Mortgage holders will be disappointed with the increase. After being told by the Reserve Bank Governor, Glenn Stevens, that rates were getting close to normal levels, borrowers would have been hoping the pace of rate rises had slowed. Today’s 25 basis point rise takes the official rate to 4.50 per cent.
It is the sixth increase since September and means mortgage holders are now paying about $300 a month extra for their mortgages than they were in the middle of last year, says Domain.com.au blogger and property author Carolyn Boyd. “There were a lot of mixed signals this month that may have had mortgage holders thinking they were in for a break. While inflation last week came in higher than expected, consumers have been spending less at the shops.”
Until today’s decision, mortgage holders on variable interest rates were paying about 7 per cent to their lenders. The rates that borrowers pay to their financial institutions are expected to normalize at about 7.5 per cent to 7.75 per cent by year’s end. That could signal there are still one or two more rate rises to come before Christmas.
Australian mortgage holders will have to dig deeper for their repayments after the Reserve Bank board decided today to lift interest rates by 0.25 per cent.
The increase will be of little surprise to mortgage holders, who have been bracing themselves for a higher interest bill after repeated warnings by the Reserve Bank Governor, Glenn Stevens, that rates are on their way up. Today’s 25 basis point rise takes the official rate to 4.25 per cent.

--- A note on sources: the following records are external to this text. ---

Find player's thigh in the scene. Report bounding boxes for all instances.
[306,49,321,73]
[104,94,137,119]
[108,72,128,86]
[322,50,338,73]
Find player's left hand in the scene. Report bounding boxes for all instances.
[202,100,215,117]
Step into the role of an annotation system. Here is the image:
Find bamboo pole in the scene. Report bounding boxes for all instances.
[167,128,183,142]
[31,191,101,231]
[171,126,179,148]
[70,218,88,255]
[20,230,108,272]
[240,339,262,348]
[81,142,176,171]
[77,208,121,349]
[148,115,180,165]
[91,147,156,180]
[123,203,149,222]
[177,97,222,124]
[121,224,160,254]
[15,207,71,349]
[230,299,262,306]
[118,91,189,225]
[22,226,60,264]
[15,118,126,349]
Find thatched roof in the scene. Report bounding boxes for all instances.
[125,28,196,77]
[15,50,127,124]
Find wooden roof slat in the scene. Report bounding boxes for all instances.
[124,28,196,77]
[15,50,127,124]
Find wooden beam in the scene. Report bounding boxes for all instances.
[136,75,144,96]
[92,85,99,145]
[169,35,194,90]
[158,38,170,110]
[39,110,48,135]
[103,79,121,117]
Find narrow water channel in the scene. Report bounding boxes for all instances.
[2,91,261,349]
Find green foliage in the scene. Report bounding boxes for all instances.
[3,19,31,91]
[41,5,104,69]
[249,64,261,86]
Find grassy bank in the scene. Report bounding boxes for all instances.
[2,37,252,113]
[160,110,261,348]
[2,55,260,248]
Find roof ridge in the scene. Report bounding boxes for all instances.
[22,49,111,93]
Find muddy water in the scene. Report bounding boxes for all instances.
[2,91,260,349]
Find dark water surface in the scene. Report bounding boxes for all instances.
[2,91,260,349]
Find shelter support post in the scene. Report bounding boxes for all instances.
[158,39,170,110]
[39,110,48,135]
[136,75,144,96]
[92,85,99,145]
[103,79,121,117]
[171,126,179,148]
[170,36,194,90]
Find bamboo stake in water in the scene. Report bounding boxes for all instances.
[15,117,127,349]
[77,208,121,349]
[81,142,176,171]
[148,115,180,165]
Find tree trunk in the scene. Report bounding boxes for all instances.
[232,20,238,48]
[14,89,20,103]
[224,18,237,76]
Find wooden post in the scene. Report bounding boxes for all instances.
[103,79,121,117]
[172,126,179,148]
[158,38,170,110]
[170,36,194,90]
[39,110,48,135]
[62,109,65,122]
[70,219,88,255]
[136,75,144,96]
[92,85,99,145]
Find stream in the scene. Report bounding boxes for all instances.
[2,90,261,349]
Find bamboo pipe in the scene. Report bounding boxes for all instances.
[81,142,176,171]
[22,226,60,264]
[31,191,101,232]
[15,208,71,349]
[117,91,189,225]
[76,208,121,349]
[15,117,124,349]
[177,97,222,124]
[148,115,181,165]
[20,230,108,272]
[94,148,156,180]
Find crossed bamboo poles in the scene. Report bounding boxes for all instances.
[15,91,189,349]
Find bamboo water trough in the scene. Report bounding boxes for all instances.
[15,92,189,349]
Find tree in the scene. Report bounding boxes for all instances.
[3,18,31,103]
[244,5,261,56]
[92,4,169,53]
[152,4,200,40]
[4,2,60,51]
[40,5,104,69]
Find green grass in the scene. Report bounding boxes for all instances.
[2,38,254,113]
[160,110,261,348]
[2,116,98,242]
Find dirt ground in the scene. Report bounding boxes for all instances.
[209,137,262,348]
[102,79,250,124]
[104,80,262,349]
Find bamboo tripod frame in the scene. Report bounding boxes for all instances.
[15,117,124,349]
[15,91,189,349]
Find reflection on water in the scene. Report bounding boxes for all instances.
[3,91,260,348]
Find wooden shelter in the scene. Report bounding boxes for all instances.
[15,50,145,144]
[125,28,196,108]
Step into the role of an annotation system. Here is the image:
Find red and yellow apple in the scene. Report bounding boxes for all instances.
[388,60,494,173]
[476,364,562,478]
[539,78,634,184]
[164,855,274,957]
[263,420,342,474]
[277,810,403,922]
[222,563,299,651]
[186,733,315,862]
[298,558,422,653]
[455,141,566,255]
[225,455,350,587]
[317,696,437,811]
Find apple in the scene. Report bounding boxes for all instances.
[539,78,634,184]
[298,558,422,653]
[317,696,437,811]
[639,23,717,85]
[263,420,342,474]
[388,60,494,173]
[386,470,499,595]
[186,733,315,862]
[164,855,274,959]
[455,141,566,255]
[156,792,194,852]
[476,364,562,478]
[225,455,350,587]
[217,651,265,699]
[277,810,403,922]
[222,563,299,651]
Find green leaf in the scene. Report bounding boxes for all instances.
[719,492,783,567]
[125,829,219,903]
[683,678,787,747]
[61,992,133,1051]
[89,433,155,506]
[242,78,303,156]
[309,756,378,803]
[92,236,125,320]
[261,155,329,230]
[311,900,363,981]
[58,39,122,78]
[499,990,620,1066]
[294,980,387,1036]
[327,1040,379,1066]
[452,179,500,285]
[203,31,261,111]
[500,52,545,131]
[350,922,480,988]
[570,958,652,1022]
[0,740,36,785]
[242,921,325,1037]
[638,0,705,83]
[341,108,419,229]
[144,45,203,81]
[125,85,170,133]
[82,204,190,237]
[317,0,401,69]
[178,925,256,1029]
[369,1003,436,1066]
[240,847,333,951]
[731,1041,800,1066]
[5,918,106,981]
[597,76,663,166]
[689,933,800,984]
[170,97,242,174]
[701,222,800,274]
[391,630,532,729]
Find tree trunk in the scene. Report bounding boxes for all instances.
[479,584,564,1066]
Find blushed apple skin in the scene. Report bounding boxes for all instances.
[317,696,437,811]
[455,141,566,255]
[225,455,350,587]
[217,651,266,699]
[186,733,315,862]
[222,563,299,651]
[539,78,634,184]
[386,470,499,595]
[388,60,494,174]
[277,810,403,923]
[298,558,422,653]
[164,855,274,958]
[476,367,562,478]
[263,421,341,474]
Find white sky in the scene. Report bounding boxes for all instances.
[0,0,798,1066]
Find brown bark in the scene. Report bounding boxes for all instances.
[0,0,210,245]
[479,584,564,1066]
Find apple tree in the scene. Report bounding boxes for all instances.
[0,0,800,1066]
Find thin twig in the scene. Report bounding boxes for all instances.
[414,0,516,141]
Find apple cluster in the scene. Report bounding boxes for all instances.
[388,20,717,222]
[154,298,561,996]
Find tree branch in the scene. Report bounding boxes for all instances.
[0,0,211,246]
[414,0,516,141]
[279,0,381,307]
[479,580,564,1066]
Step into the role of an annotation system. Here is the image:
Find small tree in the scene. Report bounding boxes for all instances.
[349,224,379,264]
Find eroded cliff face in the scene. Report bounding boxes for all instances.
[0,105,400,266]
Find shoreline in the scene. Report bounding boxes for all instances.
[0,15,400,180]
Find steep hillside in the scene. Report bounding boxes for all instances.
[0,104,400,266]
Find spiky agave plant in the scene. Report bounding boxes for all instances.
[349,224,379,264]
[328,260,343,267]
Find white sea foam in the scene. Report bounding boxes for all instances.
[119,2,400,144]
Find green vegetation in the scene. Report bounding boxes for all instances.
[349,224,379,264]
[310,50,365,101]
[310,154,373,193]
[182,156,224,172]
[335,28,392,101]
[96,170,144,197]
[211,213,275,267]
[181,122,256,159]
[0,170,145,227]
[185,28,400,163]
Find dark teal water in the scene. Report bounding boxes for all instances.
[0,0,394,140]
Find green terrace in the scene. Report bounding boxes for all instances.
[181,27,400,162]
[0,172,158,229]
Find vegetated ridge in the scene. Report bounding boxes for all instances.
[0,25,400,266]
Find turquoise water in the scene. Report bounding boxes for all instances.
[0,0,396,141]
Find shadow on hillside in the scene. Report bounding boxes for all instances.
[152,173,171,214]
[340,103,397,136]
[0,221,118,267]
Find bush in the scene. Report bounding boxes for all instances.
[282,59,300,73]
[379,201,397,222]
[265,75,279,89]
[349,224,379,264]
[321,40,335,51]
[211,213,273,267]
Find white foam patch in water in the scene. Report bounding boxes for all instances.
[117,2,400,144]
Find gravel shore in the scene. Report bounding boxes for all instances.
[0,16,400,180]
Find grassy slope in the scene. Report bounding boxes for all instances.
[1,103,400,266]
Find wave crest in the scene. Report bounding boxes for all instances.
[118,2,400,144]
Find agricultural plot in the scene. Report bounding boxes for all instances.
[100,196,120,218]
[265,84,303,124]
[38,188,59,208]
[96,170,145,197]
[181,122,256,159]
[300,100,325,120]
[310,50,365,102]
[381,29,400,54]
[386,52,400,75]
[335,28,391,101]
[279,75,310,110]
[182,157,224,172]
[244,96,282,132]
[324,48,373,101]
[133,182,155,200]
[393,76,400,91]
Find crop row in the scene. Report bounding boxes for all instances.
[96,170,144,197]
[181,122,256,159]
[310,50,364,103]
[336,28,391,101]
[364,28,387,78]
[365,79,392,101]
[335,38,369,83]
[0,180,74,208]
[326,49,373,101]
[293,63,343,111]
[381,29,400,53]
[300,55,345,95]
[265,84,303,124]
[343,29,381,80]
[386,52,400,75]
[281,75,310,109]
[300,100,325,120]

“This is now the fifth increase since September and means average Australian mortgage holders are now paying about $250 a month extra for their mortgages than they were in the middle of last year,” says Domain.com.au blogger and property writer Carolyn Boyd. “The property market has been running hot and the Reserve Bank will be hoping that today’s increase will take a little bit of that momentum away”
The rate has many more rises to go before it reaches the most recent peak of 7.25 per cent, which it hit two years ago, in March 2008.
Until today’s decision, mortgage holders on variable interest rates were paying about 6.75 per cent to their banks. The rates that borrowers pay to their financial institutions are expected to normalize at about 7.5 per cent to 7.75 per cent by year’s end.